Authors: Franz Wright
1
In real life
it's the living who haunt you.
Expect, in addition
to moments of anguish, the always-astonishing realization of just how generic one's most deeply personal torments really are.
And learn how to be alone,
now.
We end alone.
2
It is good to be loved but it isn't essential.
The need to love is,
infinitely.
Human beings routinely survive without love, but
you cannot survive without loving
someone or something
more than yourself. Since if you fail
to, you cease
to have a self at all.
They are taking a walk in the woods
of early spring or waning autumn.
In van Gogh, as in the works of most great masters,
all four or five of them,
there are no symbols. (Because
there are no symbols.) Only
things as they are
things as he perceived them
during visionary states,
normal states, incandescent
and lurid hangovers, creating from nothing
breakfast for a whore's little boy, or
as usual dying of loneliness, etc.
Still, besides an older man
in a formal black but somewhat shabby
suit and a girl in what will have been
considered a long pale-green dress
from the 1960s, it's hard not to
see a skeleton with clothes on and a woman
walking two or three Eurydicean paces
right behind him (one more
slip: at least he mixed his references here).
He has on what looks like a squashed-down top hat:
Vincent the mad, most regretfully
expelled, malnourished
and no doubt tertiary syphilitic lover
of the cosmos never lost his sense of fun.
The young woman's face is dead
white, though.
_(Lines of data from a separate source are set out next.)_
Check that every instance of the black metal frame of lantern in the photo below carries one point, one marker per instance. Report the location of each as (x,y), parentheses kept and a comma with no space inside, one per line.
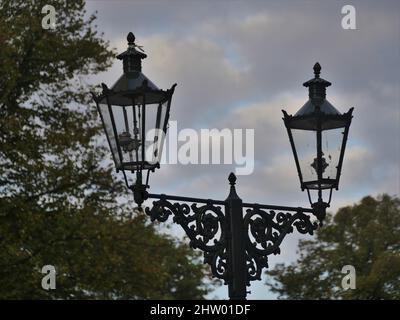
(235,245)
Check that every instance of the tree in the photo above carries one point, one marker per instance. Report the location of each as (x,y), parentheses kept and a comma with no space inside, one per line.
(366,236)
(58,197)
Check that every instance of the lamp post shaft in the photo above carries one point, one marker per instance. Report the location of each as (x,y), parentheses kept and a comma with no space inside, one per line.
(236,246)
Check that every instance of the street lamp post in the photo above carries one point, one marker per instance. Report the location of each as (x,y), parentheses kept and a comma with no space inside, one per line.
(235,237)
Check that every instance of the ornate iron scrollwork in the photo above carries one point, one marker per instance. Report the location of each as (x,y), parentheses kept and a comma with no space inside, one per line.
(266,231)
(204,225)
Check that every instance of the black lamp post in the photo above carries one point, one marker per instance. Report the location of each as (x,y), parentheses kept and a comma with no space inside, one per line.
(235,244)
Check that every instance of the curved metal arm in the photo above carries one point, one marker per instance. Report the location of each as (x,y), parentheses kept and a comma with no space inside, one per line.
(266,231)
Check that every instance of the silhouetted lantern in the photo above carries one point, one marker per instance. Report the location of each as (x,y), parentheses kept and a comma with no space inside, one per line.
(134,113)
(318,134)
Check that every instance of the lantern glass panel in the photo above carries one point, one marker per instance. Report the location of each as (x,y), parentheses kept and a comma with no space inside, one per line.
(155,134)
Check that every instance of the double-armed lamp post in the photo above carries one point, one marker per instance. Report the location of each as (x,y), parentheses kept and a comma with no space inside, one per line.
(236,237)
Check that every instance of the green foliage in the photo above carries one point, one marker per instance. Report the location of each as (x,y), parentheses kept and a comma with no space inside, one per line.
(365,235)
(57,196)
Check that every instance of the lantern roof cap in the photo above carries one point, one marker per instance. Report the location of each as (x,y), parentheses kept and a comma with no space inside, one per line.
(317,80)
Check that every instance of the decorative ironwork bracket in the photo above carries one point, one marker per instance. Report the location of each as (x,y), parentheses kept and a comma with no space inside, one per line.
(235,245)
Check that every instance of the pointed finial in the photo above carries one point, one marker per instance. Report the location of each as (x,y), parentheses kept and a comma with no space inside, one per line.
(130,38)
(317,69)
(232,179)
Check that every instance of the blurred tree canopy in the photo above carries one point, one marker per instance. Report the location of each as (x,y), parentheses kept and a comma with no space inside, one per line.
(366,236)
(57,195)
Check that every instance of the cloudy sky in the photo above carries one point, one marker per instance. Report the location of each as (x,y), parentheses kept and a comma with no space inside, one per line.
(238,63)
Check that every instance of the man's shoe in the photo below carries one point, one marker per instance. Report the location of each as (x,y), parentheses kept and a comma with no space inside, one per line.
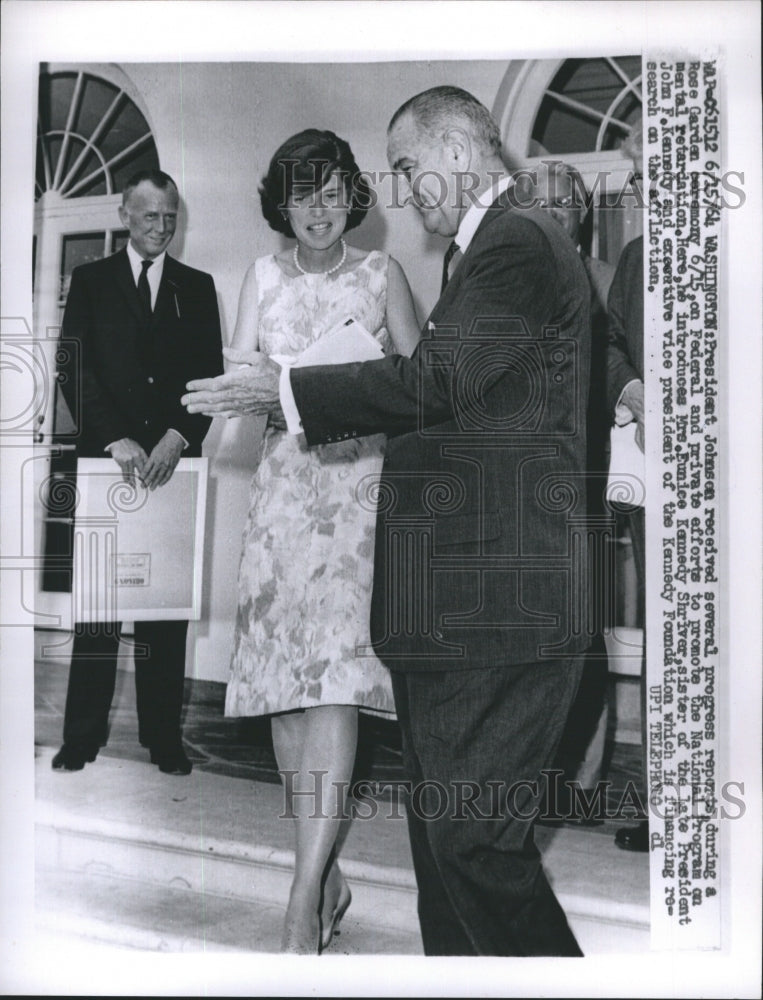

In fact
she has no face;
and there's nothing, incidentally, in the least bit metaphorical about it. I can remember seeing this, once, outside the painting.
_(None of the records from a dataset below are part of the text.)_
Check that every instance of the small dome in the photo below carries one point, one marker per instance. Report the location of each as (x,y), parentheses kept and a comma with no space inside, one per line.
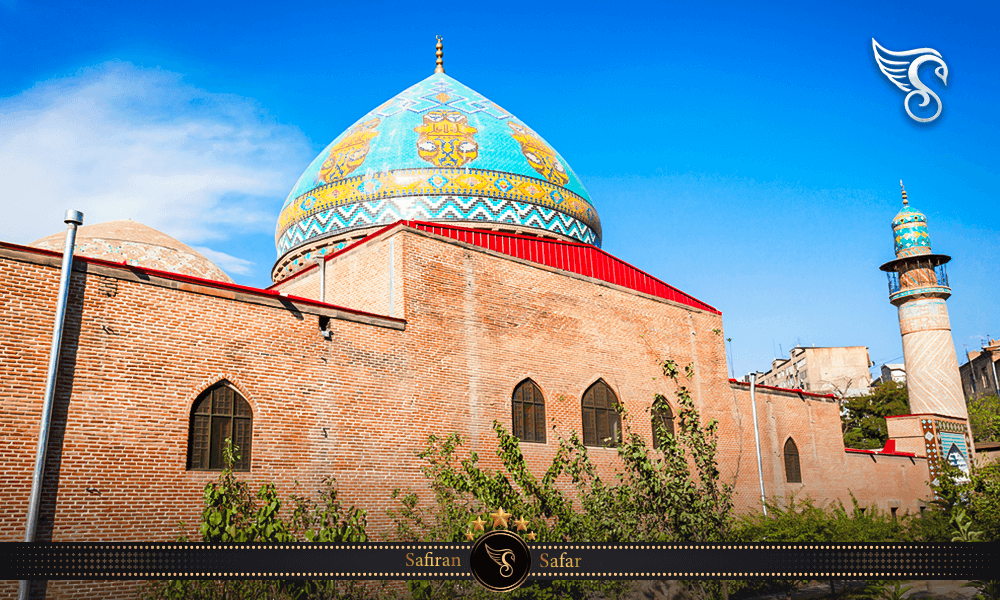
(909,228)
(438,151)
(136,244)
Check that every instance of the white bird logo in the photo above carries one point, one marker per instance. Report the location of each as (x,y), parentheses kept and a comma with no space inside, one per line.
(903,73)
(500,557)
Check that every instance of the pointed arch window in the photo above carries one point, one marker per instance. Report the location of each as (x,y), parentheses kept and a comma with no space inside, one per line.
(602,424)
(663,422)
(792,472)
(528,418)
(220,412)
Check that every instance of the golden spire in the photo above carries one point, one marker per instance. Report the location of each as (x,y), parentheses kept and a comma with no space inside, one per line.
(440,54)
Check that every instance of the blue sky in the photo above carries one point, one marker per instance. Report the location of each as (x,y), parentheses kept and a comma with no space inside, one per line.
(747,154)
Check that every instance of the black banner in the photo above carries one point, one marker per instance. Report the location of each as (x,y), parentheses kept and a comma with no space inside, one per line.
(383,561)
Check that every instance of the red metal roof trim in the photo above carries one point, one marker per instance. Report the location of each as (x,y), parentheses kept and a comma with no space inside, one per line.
(195,280)
(888,450)
(796,391)
(575,257)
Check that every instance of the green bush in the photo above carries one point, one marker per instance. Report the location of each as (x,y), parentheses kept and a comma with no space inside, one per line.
(234,513)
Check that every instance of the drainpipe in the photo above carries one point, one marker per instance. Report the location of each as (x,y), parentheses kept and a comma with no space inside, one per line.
(321,263)
(996,385)
(392,258)
(756,439)
(73,219)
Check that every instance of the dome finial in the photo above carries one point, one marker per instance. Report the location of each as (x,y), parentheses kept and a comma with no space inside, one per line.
(440,55)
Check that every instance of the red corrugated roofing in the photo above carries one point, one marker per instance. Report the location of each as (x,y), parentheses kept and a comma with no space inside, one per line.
(582,259)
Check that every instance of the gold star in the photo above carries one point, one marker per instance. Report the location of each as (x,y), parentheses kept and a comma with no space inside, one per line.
(499,518)
(477,525)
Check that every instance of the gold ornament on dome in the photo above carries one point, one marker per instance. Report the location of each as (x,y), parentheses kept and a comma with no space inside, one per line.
(540,156)
(446,139)
(349,153)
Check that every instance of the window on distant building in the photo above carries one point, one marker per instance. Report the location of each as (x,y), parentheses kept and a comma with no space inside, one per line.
(792,472)
(220,412)
(601,423)
(528,416)
(664,417)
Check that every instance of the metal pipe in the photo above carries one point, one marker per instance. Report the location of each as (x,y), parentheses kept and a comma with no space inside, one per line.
(73,219)
(756,439)
(996,384)
(321,263)
(392,257)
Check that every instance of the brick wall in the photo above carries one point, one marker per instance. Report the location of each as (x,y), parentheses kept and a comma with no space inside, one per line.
(141,346)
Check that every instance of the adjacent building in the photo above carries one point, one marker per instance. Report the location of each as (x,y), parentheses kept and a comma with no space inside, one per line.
(979,373)
(841,371)
(891,372)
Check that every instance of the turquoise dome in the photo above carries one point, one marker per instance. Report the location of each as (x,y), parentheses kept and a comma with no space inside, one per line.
(909,228)
(437,151)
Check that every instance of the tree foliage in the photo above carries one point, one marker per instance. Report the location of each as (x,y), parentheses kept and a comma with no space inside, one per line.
(673,494)
(863,417)
(234,513)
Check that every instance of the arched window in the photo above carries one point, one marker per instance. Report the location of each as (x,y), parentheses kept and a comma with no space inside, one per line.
(528,416)
(602,424)
(663,422)
(219,413)
(792,472)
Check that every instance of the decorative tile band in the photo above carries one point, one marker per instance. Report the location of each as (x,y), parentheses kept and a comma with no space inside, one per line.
(430,208)
(405,183)
(931,289)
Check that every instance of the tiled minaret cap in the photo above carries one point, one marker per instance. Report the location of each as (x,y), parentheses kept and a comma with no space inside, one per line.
(437,151)
(909,228)
(136,244)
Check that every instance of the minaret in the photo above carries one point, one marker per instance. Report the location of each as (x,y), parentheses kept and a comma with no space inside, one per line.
(918,286)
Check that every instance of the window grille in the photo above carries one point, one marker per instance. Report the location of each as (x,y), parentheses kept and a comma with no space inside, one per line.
(601,421)
(528,418)
(792,472)
(220,412)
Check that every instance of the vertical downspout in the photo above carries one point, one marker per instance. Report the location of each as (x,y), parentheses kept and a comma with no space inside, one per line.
(73,219)
(996,385)
(392,258)
(321,263)
(756,439)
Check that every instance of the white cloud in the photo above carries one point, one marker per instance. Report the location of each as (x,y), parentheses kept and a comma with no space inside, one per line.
(118,141)
(230,264)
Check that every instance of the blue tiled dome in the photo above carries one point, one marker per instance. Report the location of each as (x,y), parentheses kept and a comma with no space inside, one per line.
(438,151)
(909,228)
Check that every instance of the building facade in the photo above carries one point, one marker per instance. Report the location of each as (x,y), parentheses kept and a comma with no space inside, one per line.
(891,372)
(979,373)
(439,269)
(842,371)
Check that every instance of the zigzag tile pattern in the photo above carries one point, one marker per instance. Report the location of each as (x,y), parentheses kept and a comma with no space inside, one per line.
(434,208)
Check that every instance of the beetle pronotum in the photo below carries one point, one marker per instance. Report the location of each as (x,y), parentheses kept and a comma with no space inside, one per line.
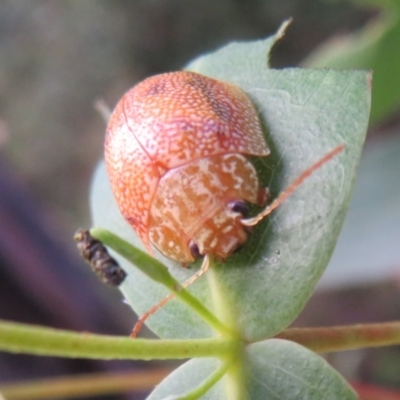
(175,150)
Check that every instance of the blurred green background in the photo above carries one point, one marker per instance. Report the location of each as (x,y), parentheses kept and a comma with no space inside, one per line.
(58,57)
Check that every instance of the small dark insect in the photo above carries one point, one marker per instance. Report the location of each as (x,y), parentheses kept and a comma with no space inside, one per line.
(96,255)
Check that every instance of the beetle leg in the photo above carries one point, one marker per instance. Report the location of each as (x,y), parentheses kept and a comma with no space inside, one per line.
(138,326)
(291,188)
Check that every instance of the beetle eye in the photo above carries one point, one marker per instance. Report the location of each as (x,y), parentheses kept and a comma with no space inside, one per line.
(194,249)
(240,207)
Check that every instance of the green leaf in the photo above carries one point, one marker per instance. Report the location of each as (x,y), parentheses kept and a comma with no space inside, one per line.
(275,370)
(264,286)
(375,46)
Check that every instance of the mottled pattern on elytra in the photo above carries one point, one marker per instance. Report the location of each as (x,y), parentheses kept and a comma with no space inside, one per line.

How different the book looks to its maker: the botched phantom pages still there, interleaved before his eyes.
Before his eyes
the maybe five nights
when he fell asleep
the way a flower turns toward the sun.
Against all of the years
unable to sleep or go on.
So busy failing,
nobody knows what hard work that is.
Barely time for a coffee break,
never mind a vacation.
Some have worked their whole lives without finding
time to cry.
There is a heartbreaking beauty about my crummy street tonight, at 2 o'clock in the first snow: I stand looking out
at this window, I think
how everything seen
is something seen for the last time.
At last I turn away,
I give up. I am tired,
I can't mourn anymore
the loss of what I never asked for
and never understood.
Place where we're summoned and someoned without our knowing, without knowing why
Instruction is provided, more or less-
but that which reveals itself at first
as elementally suited to our little grasp,
within the scope of what we can endure,
does not remain so for long.
No,
it can only grow more foreign (impossibility become a possibility) the more you come to learn about things
here.
And soon enough the original problem presents itself
again
in reverse:
place where we're summoned, expected
to no one ourselves, still not knowing how.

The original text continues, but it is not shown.